Now let’s talk about snails! First off, in regards to Bruce’s question about the holes in some periwinkle, lady slipper, and clam shells: They are formed by whelks, a large group of marine gastropods. The whelks (possibly the one we saw?) spend days drilling through the shell of their prey with a part of their mouth called a radula. They then stick their proboscis through the hole and inject digestive enzymes into the animal and then eat the liquefied soft tissue (http://www.edc.uri.edu/restoration/html/gallery/invert/new.htm). Yummy!

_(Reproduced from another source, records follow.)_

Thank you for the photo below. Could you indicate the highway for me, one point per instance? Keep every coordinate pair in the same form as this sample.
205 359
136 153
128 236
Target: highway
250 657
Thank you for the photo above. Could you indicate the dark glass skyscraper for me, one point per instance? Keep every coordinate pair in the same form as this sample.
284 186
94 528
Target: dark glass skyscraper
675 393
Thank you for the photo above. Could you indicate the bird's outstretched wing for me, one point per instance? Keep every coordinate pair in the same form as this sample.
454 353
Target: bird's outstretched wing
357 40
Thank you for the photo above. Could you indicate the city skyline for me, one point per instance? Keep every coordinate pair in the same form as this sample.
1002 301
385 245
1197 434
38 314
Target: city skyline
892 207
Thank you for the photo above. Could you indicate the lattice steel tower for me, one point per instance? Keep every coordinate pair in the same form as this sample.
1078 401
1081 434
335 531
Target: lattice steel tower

The Common Periwinkles we saw were about ¼ to ½ inch wide, varying patterns of brownish colors (probably better to camouflage with the rocks they live on), had brown bodies, lived in the intertidal and subtidal zones, and feed on algae. The Grove snails were larger (up to an inch); had various colors including brown, yellow, grey, and red, had brown and white swirl patterns on their shells, had a lighter brown/grey body, live on land, breathe air, and eats terrestrial vegetation. Both species of snails were introduced to North America from Europe. Considering that Periwinkles are a marine snail and Grove snails are terrestrial I do not think that there is much of a relationship between the two. They do not share a habitat or food source. My only hypothesis for an indirect interaction between them is that if the Periwinkles turn marshes and sandy beaches into cobble beaches over the years then the terrestrial vegetation available to the grove snails decreases slightly. However, most of the Grove snails we saw were a good ways inland and were primarily on trees, which would not be growing in a sandy beach or marsh even if Periwinkles weren’t there. So why were there five Grove snail shells on that rock down on the beach? I do not think that the snails went there themselves. All the other individuals we found were on vegetation, not exposed and a few meters across sand from the nearest tree. The fact that the shells were empty is also telling. Something or someone brought the shells to that rock. If it were a bird or other predator I would have suspected the shells to be broken or cracked from the animal trying to get at the meat. My hypothesis is that some visitor to the park collected the snail shells throughout their stay and placed them on that rock for some reason, perhaps while they went tide pooling for Periwinkles. I know Bruce said that this phenomenon was not caused by humans but it would not be the first time he misled us for the purpose of an exploratory blog post. I’m going with my gut here on this one.